The University Is an Organization: Teaching Organizational Behavior by Relying on Students’ University Experience
Published in Management Teaching Review (2018)
One of the primary challenges in teaching Organizational Behavior concepts is that undergraduate business students often have little or no work experience. We propose a method that utilizes students’ experience in the university as the basis for understanding these concepts. This understanding is achieved by highlighting the fact that the university is an organization and that students are members of this organization. Students are encouraged to think about how the material applies to them in the university. This approach, we believe, has increased students’ interest in the material and helped them reflect on the concepts, thus providing opportunities to grow and develop both as students and as individuals. We used surveys that were distributed in the university and answered by the students. Students participated in experiments, and in many instance, they were surprised by the results.
Category Dynamics and Cluster Spanning During the Emergence of the Lebanese Newspaper Industry (1851- 1879)

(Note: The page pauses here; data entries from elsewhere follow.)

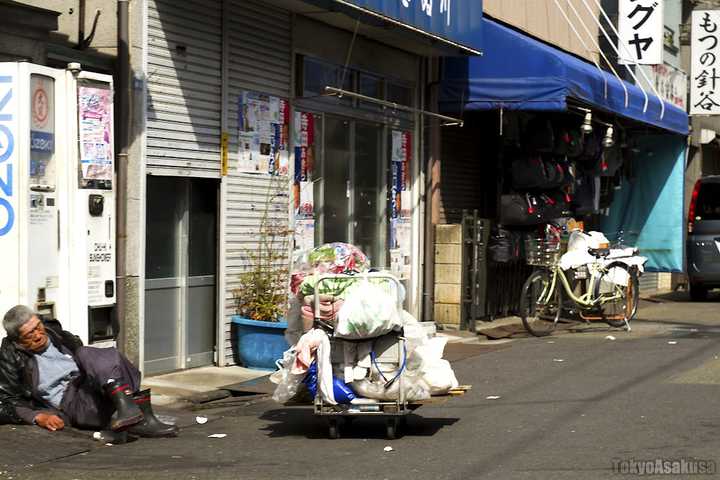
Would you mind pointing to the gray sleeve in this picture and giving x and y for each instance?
(295, 327)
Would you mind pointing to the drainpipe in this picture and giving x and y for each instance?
(122, 141)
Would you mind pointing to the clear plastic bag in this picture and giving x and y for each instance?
(288, 383)
(370, 310)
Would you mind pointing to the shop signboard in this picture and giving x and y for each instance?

Published in Heliyon (2018)
Recently, researchers have started to pay more attention to a usually ignored topic: audience perceptions. Legitimacy, for example, is no longer modeled as the number of organizations in a population. It is now thought to be dependent on how audience members perceive these organizations. This paper will study how the newspaper industry in Lebanon emerged. The paper studies the period 1851–1879, building on the theoretic formulation of Hannan et al. (2007). The concept of cluster formation will also be introduced in order to help answer the question of whether unified identity projection is a necessary condition for successful legitimation and emergence. So far, research has produced diverging results as to the necessary conditions for successful legitimation. Cluster Analysis is used to show that in the case of the Lebanese newspaper industry, successful emergence was attained without the need to project a unified identity. In fact, the analysis clearly shows that there were two separate groups of clusters that had emerged by the end of the period. The nature of these two clusters will be investigated by looking at the category spanning activities of the newspapers that were members of the clusters.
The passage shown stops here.